Wild-type (WT) male and female C57BL/6 mice were assigned to remain intact or be gonadectomized (Gdx) and all FCG mice on a C57BL/6 background were Gdx. Mice were infected with either CVB3 or mouse-adapted IAV, A/Puerto Rico/8/1934 (PR8), and monitored for changes in immunity, virus titers, morbidity, or mortality.

Results

In CVB3 infection, mortality was increased in WT males compared to females and males developed more severe cardiac inflammation. Gonadectomy suppressed male, but increased female, susceptibility to CVB3. Infection with IAV resulted in greater morbidity and mortality in WT females compared with males and this sex difference was significantly reduced by gonadectomy of male and female mice.
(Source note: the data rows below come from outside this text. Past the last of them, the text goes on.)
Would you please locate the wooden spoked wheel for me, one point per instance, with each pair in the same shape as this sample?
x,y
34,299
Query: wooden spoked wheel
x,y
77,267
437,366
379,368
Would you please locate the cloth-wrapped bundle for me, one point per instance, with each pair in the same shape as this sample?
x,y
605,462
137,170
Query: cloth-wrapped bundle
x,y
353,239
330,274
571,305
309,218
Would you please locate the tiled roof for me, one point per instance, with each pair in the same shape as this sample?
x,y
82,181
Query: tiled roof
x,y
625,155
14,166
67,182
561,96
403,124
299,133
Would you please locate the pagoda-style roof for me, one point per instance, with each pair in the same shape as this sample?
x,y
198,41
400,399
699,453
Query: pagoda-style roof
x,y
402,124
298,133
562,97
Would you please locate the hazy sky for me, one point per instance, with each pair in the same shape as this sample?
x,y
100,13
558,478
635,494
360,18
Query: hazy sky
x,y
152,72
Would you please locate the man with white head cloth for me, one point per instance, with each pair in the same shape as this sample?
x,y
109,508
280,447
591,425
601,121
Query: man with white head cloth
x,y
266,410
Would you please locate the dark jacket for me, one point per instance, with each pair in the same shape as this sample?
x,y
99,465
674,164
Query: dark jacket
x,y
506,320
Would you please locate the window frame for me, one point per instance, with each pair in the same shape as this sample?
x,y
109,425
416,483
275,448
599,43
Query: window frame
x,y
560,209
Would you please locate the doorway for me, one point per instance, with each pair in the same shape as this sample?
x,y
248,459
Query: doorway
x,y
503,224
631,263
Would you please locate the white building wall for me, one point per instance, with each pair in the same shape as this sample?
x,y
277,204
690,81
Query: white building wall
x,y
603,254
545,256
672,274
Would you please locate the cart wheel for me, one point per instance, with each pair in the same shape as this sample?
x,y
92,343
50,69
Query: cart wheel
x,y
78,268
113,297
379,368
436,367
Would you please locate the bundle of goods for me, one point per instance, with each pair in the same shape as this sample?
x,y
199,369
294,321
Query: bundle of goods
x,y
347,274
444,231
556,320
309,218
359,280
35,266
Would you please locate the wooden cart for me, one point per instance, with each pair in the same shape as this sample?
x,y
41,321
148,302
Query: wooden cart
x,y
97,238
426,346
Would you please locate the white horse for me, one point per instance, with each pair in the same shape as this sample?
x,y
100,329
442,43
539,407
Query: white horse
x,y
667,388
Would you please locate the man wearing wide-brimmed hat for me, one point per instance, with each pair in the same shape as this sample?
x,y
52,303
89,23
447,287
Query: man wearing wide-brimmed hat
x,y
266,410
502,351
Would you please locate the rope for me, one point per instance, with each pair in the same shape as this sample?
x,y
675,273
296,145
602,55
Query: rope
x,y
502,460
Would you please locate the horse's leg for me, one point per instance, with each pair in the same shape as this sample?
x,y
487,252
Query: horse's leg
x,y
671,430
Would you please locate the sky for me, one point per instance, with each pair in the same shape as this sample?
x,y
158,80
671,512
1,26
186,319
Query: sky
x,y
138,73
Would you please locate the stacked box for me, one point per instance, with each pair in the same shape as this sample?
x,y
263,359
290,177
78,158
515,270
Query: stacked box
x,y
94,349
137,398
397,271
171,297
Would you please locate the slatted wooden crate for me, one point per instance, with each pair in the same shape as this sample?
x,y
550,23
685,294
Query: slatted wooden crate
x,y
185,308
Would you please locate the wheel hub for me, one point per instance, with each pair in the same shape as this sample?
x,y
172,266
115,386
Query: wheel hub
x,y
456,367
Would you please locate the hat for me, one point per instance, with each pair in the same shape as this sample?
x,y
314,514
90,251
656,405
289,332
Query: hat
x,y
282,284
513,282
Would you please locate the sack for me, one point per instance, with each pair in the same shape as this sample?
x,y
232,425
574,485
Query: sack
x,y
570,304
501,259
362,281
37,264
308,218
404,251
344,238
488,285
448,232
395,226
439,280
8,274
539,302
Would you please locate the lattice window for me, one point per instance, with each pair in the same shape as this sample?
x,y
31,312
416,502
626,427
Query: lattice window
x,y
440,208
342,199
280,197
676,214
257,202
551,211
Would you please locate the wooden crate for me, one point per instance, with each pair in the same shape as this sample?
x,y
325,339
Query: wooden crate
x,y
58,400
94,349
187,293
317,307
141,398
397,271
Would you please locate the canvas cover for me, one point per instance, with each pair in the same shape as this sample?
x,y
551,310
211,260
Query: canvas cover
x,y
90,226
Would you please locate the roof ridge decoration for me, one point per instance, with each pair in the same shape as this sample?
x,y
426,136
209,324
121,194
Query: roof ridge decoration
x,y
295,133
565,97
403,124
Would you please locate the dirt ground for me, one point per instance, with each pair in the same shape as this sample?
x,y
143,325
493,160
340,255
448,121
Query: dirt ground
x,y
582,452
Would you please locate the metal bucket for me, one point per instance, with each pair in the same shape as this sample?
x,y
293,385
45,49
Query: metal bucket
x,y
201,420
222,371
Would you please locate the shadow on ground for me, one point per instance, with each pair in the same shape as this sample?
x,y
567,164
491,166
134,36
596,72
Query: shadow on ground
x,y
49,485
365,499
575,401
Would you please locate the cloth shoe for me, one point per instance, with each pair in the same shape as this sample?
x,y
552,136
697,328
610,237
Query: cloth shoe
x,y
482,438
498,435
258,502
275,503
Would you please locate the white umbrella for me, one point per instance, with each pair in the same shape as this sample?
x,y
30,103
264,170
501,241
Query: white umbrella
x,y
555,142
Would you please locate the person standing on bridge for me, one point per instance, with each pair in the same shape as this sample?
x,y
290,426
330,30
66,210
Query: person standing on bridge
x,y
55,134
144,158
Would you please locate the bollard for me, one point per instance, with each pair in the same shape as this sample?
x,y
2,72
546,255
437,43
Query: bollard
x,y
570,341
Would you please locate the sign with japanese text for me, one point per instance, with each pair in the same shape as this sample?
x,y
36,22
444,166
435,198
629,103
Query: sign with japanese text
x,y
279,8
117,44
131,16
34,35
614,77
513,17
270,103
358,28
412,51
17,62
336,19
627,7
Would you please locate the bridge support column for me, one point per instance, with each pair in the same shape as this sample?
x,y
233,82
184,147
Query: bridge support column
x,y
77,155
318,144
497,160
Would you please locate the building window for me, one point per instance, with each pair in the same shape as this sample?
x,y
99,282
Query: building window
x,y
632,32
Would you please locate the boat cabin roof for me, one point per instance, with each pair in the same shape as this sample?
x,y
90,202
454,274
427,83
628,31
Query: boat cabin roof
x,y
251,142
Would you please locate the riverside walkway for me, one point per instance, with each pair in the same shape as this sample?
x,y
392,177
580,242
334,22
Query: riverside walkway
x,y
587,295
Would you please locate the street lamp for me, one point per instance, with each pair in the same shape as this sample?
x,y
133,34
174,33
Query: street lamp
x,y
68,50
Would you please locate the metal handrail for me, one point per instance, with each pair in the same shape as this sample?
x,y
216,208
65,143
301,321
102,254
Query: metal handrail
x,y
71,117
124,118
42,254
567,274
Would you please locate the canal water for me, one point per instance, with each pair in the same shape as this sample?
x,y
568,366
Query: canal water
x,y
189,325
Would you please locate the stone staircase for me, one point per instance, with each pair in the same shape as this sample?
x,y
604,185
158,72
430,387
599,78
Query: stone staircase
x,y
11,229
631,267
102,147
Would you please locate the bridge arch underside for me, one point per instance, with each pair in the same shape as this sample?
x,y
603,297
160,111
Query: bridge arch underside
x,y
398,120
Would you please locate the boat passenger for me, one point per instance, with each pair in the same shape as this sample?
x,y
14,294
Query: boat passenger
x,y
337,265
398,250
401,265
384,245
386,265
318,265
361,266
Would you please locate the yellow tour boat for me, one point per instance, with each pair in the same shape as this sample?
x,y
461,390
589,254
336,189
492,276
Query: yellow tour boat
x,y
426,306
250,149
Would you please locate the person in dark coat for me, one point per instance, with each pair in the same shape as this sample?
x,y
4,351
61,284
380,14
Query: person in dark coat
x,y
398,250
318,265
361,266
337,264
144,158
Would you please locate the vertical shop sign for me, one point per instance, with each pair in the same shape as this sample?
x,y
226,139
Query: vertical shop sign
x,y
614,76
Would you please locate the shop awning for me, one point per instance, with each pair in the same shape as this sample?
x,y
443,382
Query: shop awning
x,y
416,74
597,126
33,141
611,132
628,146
In Gdx FCG mice infected with CVB3, XY mice were less susceptible than XX mice. Protection correlated with increased CD4+ forkhead box P3 (FoxP3)+ T regulatory (Treg) cell activation in these animals. Neither CD4+ interferon (IFN)γ (T helper 1 (Th1)) nor CD4+ interleukin (IL)-4+ (Th2) responses differed among the FCG mice during CVB3 infection. Infection of Gdx FCG mice revealed no effect of sex chromosome complement on morbidity or mortality following IAV infection.

Conclusions

These studies indicate that sex chromosome complement can influence pathogenicity of some, but not all, viruses.